Immunocytochemistry showing the localization of cGK1 in PKC-positive On bipolar cells. PRL, Photoreceptor layer; ONL, outer nuclear layer; OPL, outer plexiform layer; INL, inner nuclear layer; IPL, inner plexiform layer; GCL, ganglion cell layer. A, Left, Expression of cGK1α in the layers of a 15-μm-thick retinal section. Right, Preincubation with an antibody-specific peptide blocks cGK1α staining. Scale bars, 25 μm. B, Left, Staining pattern of cGK1β in a 15-μm-thick retinal section. cGK1β shows an expression pattern similar to cGK1α but is also present in the inner plexiform layer. Right, Preincubation with an antibody-specific peptide blocks cGK1β staining. Scale bars, 25 μm. C, Left, Immunocytochemistry in a 15-μm-thick section of mouse retina, visualized with confocal microscopy. cGK1α or -β (green) are expressed in 86% of PKC-positive cells (red) (n = 71).

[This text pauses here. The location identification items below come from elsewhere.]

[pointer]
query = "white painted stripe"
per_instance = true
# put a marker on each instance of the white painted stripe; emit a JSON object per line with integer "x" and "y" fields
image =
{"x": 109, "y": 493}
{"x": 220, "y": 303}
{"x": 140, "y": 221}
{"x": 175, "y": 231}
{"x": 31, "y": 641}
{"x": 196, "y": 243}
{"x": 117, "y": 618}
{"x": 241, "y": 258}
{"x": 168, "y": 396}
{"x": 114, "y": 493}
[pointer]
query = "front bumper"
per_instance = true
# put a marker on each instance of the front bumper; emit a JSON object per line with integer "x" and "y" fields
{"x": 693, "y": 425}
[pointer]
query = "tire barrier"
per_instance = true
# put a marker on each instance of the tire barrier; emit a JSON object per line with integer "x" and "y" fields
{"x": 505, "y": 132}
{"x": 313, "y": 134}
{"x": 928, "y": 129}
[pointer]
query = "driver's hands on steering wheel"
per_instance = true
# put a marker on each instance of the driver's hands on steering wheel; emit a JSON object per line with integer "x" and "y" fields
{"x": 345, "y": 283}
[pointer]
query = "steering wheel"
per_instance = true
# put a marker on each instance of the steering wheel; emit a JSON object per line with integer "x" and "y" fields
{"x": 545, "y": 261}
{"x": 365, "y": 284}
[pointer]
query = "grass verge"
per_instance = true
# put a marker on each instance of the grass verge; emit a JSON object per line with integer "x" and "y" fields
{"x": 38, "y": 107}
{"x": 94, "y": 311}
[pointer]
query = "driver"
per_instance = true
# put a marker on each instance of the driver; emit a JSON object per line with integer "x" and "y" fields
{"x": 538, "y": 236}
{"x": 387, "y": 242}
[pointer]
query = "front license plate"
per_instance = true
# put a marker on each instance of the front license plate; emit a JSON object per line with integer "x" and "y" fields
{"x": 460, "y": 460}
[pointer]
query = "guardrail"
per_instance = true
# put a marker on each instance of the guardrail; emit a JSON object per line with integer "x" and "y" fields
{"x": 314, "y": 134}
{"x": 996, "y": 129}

Right, cGK1α/β, single channel. Staining is evident in the outer plexiform layer and in the inner nuclear layer, as well as in the inner plexiform layer, the ganglion cell layer, and the photoreceptor layer. Scale bars, 20 μm. D, Confocal imaging of On bipolar cells in a 0.5 μm section of mouse retina. Cells are labeled for PKC (left), cGK1α (middle), and merged (right; PKC, red; cGK1α, green). cGK1α is expressed in the plasma membrane, the cytosol of the cell body, in the immediate dendritic area, and along the axon. Scale bar, 10μm. E, Confocal imaging of a 0.5 μm section. cGK1β is expressed in the same compartments as cGKα. Scale bar, 10 μm.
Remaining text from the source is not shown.